Sans répondre, il tira sur sa manche et donna un coup de poing dans l’un des carreaux. Il dut s’y reprendre à deux fois.
Puis, le poing toujours enfoui dans sa manche, il écarta les morceaux de verre, tourna la poignée de la crémone et poussa la fenêtre. Il s’attendait à entendre le hurlement strident d’un système d’alarme, mais rien ne vint.
— Tu sais qu’un avocat pourrait annuler toute la procédure à cause de ce que tu viens de faire ? lança Ziegler en bas de l’échelle.
— Pour l’instant, l’urgence c’est de trouver Chaperon vivant. Pas de le faire condamner. Disons qu’on a trouvé cette fenêtre comme ça et qu’on en a profité…
— NE BOUGEZ PAS !
Ils se retournèrent comme un seul homme. Plus bas dans l’allée, entre les deux sapins, une ombre braquait un fusil sur eux.
— Levez les mains ! Pas un geste !
Au lieu d’obtempérer, Servaz plongea la sienne dans sa veste et brandit sa carte avant de redescendre de l’échelle.
— Te fatigue pas, mon vieux : police.
— Depuis quand la police entre par effraction chez les gens ? demanda l’homme en abaissant son fusil.
— Depuis qu’on est pressés, dit Servaz.
— Vous cherchez Chaperon ? Il n’est pas là. On l’a pas vu depuis deux jours.

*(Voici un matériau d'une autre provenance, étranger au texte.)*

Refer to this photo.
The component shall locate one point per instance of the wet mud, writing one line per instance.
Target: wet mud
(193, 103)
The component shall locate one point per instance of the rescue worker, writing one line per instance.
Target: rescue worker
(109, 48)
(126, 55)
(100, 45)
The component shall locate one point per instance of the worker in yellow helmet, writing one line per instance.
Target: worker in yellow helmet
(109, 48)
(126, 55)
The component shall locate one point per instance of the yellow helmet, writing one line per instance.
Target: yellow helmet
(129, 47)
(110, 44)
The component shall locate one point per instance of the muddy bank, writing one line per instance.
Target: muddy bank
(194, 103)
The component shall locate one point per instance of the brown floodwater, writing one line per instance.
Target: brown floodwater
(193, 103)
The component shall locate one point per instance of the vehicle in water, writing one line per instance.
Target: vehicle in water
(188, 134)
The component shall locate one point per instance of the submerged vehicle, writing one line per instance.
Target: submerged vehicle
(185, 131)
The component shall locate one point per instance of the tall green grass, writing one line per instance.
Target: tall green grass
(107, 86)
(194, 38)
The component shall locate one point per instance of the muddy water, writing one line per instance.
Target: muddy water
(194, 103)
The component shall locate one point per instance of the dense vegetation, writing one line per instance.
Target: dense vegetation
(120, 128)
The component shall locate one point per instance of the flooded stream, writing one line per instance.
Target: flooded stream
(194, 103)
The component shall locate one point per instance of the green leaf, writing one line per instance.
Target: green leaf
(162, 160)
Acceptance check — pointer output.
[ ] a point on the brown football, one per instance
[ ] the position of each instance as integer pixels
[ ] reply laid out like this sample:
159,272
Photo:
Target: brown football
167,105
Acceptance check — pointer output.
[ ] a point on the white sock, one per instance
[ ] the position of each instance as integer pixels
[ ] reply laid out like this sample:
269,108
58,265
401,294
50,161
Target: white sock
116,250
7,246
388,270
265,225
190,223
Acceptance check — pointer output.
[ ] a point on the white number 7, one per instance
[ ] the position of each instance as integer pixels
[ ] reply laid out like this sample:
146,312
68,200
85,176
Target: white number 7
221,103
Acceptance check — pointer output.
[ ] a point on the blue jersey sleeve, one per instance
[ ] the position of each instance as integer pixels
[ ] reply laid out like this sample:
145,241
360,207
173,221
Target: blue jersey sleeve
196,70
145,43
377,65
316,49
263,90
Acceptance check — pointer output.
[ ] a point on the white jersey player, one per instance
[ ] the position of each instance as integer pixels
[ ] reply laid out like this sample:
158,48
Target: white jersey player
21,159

Servaz avait reconnu le personnage : le « concierge autoproclamé » cher au juge Saint-Cyr. Il y en avait un comme ça dans chaque rue ou presque. Le type qui se mêlait de la vie des autres du seul fait qu’ils étaient venus s’installer à côté de chez lui. À cause de ça, il s’estimait en droit de les surveiller, de les espionner par-dessus sa haie, surtout s’ils présentaient un profil suspect. Étaient considérés comme suspects aux yeux du concierge autoproclamé les couples homosexuels, les mères célibataires, les vieux garçons timides et renfermés et, plus généralement, tous ceux qui le regardaient de travers et qui ne partageaient pas ses idées fixes. Très utile dans les enquêtes de voisinage. Même si Servaz n’éprouvait pour cette sorte d’individu que le plus profond mépris.
— Tu ne sais pas où il est parti ?
— Non.
— Quel genre de type c’est ?
— Chaperon ? Un bon maire. Et un type réglo. Poli, souriant, toujours un mot aimable. Toujours prêt à s’arrêter pour discuter. Carré dans sa tête. Pas comme l’autre coco, là-bas.
Il désignait l’une des maisons, un peu plus bas dans la rue. Servaz devina que « l’autre coco là-bas » était devenu la cible préférée du concierge autoproclamé. L’un n’allait pas sans l’autre. Il eut presque envie de dire que « l’autre coco là-bas » n’avait sûrement jamais fait l’objet d’une plainte pour chantage sexuel. C’était le problème avec les concierges autoproclamés : c’était à la tête du client, ils se trompaient souvent de cible. Et ils allaient généralement par deux : mari et femme — un duo redoutable.